Fint is the kind of place that makes a Ouarzazate 2 day itinerary feel personal rather than touristic. It is not on any official map, and that is precisely its value.
Advertisement
Dinner at Chez Dimitri: The City's Most Beloved Restaurant
Chez Dimitri sits on Boulevard Mohammed V, the main thoroughfare running through the center of Ouarzazate, and it has been serving Moroccan and European food to travelers and locals for over two decades. I ate there last Thursday and ordered the lamb tagine with prunes, which arrived in a clay pot so hot I had to wait five minutes before touching the lid. The meat fell apart at the touch of my fork, sweet and tender with a sauce that had been simmering since morning. The restaurant also serves a solid vegetable couscous on Fridays, which is the traditional Moroccan family meal and the day when the kitchen puts extra care into the preparation. The best time to go is between 7:30 and 8:30 PM, when the dinner rush has not yet peaked and the owner, Dimitri himself, still has time to come to your table and recommend the day's specials. Most tourists do not know that the restaurant has a small rooftop terrace in the back, accessible through a narrow staircase near the restrooms, where you can eat under the stars if the weather is clear.

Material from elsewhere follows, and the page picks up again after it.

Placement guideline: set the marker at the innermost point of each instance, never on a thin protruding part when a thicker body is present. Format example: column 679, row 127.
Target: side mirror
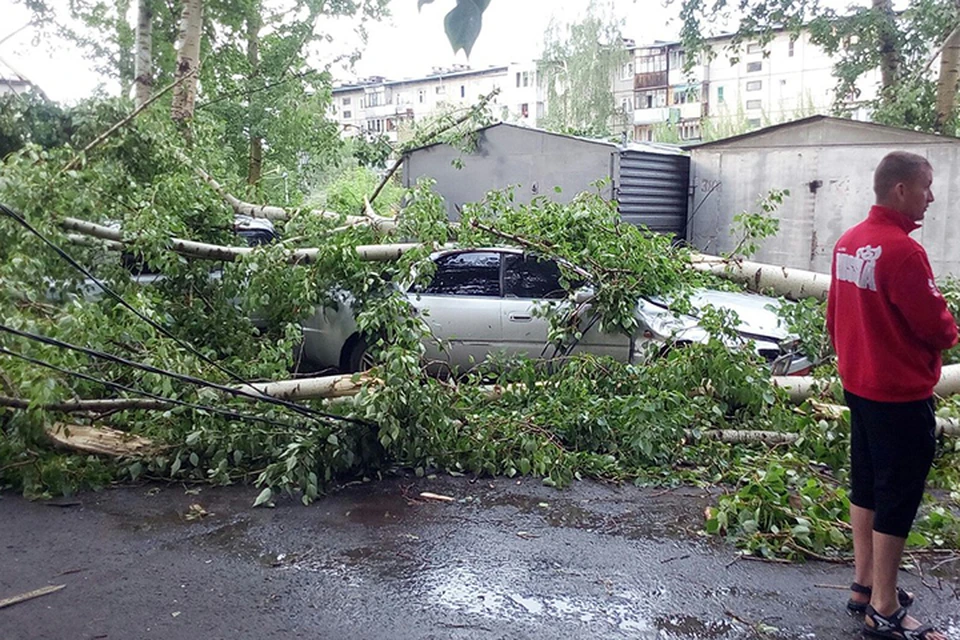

Local Insider Tip: "Ask for the 'special salad' that is not on the menu. It is a mix of roasted peppers, tomatoes, and herbs that Dimitri's wife prepares every morning, and it is the best starter in the city. If you mention you read about it from a local, they will bring it out with a smile."
Advertisement
Chez Dimitri represents the cosmopolitan side of Ouarzazate, a city that has absorbed French, Berber, and Arab influences into something that feels entirely its own. It is a necessary stop on any weekend trip Ouarzazate.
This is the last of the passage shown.